Best known as the self-proclaimed polar bear capital of the world, Churchill is a long way from anywhere. Still, thousands of wildlife enthusiasts visit each summer to watch up to 2,000 beluga whales gathering around the mouth of the Churchill River and, in fall, to see polar bears from specially developed "bear buggies."

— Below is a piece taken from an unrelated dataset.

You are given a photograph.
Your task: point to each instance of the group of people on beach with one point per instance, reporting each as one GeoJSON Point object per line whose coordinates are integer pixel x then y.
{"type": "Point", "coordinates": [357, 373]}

East of town, the Churchill Wildlife Management Area and Wapusk National Park combine to protect one of the world's largest polar bear denning sites. Visit early October to mid-November to see these awesome creatures as they congregate along the shore of Hudson Bay, waiting for sea ice to form before heading out for the winter to hunt seals. In summer, beluga whales frolic in the mouth of the Churchill River. You can often see the whales from the shore, but a number of tour operators offer whale-watching cruises, some with unique options such as snorkeling with the whales. The tundra and boreal forest around Churchill is also vital habitat for hundreds of thousands of waterfowl and shorebirds. More than 200 species, including the rare Ross Gull, nest or pass through on their annual migration, and you can often sight seals and caribou along the coast.
The only ways to reach Churchill are by plane or train. VIA Rail's Hudson Bay train makes the 1,700km (1,056-mile) trip between Winnipeg and Churchill twice weekly. (You can also drive 764km/465 miles north from Winnipeg to Thompson and take the train from there.) Passing through a remote region covered with lakes, forests, and frozen tundra, the one-way trip takes over 40 hours. The train leaves Winnipeg every Tuesday and Sunday at 12:05pm. Prices vary considerably depending on time of year and the type of seat or cabin booked. If you don't mind sleeping in reclining seats or a multi-berth cabin, the trip can cost as little as C$330 each way, 7-day advance purchase, in economy class any time of year. A single cabin costs around C$780 one way and a cabin that sleeps two (on bunk beds) is C$1,200. For more information, contact VIA Rail (tel. 888/VIA-RAIL or 800/561-8630; www.viarail.ca). You can also fly into Churchill on Calm Air (tel. 800/839-2256; www.calmair.com), with fares costing around C$1,100 roundtrip from Winnipeg.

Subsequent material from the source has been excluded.